Identifying Psychological Distress in Dementia Diagnoses
Author Information
Author(s): Bannon Sarah, Divecha Ayushi, Dams-O’Connor Kristen, Federman Alex
Primary Institution: Icahn School of Medicine at Mount Sinai
Hypothesis
Can EMR-based identification effectively reveal psychological distress in individuals recently diagnosed with ADRD?
Conclusion
The study found that while structured data can identify some psychological distress, many individuals remain unassessed.
Supporting Evidence
- 32.73% of the sample had ICD-10 diagnoses of depression.

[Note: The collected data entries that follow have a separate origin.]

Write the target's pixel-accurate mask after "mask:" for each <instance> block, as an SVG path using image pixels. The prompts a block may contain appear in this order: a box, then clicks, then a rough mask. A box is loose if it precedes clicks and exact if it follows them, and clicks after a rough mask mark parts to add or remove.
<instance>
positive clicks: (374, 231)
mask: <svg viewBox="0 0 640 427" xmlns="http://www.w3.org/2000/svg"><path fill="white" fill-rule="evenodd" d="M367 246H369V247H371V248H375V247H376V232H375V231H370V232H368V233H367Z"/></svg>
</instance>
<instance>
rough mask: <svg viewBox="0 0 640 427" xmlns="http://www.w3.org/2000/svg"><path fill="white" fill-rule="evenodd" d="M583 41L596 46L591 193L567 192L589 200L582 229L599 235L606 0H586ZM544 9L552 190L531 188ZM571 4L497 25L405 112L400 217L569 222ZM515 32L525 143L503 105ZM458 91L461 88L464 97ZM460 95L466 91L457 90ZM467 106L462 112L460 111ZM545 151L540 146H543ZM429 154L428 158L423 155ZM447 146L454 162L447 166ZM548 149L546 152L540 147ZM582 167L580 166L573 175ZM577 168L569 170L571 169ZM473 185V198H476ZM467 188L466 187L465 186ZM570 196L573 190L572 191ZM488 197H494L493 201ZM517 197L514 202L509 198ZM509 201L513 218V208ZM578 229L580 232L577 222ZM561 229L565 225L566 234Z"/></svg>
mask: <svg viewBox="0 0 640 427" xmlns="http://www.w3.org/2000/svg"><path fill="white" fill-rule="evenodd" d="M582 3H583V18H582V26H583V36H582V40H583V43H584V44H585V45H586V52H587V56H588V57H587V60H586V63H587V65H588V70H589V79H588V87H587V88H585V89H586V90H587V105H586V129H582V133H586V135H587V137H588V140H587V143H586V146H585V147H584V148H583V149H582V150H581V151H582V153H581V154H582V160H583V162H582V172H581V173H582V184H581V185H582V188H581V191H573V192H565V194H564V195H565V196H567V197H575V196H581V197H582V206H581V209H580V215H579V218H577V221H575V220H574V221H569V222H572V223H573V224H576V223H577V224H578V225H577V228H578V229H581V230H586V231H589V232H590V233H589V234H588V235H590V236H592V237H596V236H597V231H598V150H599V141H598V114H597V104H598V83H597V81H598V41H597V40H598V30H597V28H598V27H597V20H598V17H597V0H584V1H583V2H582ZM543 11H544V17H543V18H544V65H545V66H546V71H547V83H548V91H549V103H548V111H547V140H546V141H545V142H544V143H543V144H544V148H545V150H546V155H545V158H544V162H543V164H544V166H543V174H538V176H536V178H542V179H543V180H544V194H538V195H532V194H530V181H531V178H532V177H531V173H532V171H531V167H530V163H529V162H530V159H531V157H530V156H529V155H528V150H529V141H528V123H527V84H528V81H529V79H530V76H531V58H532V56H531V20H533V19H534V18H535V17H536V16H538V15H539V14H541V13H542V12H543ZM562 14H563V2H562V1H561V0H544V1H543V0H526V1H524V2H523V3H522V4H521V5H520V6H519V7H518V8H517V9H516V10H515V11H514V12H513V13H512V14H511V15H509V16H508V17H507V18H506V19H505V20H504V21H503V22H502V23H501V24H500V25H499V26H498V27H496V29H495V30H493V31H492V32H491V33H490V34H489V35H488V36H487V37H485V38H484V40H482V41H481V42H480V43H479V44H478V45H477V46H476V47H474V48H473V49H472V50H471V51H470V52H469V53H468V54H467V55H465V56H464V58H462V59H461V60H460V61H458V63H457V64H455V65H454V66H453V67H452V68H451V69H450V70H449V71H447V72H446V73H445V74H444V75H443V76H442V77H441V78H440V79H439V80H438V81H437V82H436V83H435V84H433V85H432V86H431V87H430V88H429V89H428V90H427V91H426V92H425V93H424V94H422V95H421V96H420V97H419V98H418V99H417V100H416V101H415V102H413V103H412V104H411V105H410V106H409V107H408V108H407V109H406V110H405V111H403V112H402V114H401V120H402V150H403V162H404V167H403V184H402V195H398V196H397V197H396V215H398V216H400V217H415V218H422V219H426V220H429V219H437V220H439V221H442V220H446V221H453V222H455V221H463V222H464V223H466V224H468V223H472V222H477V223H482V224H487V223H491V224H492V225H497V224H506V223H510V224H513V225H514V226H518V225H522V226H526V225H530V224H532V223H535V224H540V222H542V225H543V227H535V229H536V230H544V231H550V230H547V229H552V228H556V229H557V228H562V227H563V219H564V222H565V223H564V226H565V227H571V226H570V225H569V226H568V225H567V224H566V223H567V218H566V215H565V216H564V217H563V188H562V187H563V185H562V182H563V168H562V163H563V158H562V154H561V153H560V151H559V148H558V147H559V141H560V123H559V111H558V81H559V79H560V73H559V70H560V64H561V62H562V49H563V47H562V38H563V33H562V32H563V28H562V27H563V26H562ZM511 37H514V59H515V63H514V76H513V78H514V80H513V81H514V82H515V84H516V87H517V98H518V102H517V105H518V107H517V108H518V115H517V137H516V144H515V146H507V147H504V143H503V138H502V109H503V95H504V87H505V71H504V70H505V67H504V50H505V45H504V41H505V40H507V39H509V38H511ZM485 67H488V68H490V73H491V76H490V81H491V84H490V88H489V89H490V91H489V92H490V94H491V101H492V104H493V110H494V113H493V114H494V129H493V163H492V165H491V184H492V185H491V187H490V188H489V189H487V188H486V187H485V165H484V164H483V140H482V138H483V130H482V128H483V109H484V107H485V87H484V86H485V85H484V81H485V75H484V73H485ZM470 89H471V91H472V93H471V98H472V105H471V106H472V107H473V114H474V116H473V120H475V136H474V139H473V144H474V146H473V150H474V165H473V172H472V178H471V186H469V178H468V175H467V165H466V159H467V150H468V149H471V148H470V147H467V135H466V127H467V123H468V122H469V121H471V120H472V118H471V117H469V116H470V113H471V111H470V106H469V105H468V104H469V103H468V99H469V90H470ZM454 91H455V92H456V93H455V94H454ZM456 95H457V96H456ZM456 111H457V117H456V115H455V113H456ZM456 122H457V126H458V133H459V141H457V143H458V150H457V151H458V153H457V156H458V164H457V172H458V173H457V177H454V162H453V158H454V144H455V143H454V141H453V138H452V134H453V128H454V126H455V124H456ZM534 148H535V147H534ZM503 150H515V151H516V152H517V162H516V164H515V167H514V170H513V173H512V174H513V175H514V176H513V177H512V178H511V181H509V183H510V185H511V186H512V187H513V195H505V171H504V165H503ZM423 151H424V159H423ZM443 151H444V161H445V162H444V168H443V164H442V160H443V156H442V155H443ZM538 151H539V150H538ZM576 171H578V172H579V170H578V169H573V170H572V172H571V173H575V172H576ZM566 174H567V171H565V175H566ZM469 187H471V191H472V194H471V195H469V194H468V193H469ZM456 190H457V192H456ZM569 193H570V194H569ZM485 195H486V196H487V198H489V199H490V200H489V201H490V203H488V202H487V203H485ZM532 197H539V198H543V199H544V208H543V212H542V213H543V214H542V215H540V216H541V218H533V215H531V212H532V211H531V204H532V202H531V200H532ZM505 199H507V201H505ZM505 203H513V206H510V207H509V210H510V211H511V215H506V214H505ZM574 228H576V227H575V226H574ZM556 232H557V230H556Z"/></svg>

- 27.58% of the sample had ICD-10 diagnoses of anxiety.
- Only 4.1% of individuals had self-report measures available at the time of diagnosis.
- 22% of those with self-report measures indicated clinically elevated distress.
Takeaway
This study looked at how to find out if people feel sad or anxious after being told they have dementia, and it found that many don't get checked for these feelings.
Methodology
Secondary data analysis of EMR records from the Mount Sinai Data Warehouse.
Limitations
Only a small proportion of individuals had self-report measures available for assessing distress.
Participant Demographics
Individuals aged 65 and older with recent ADRD diagnoses.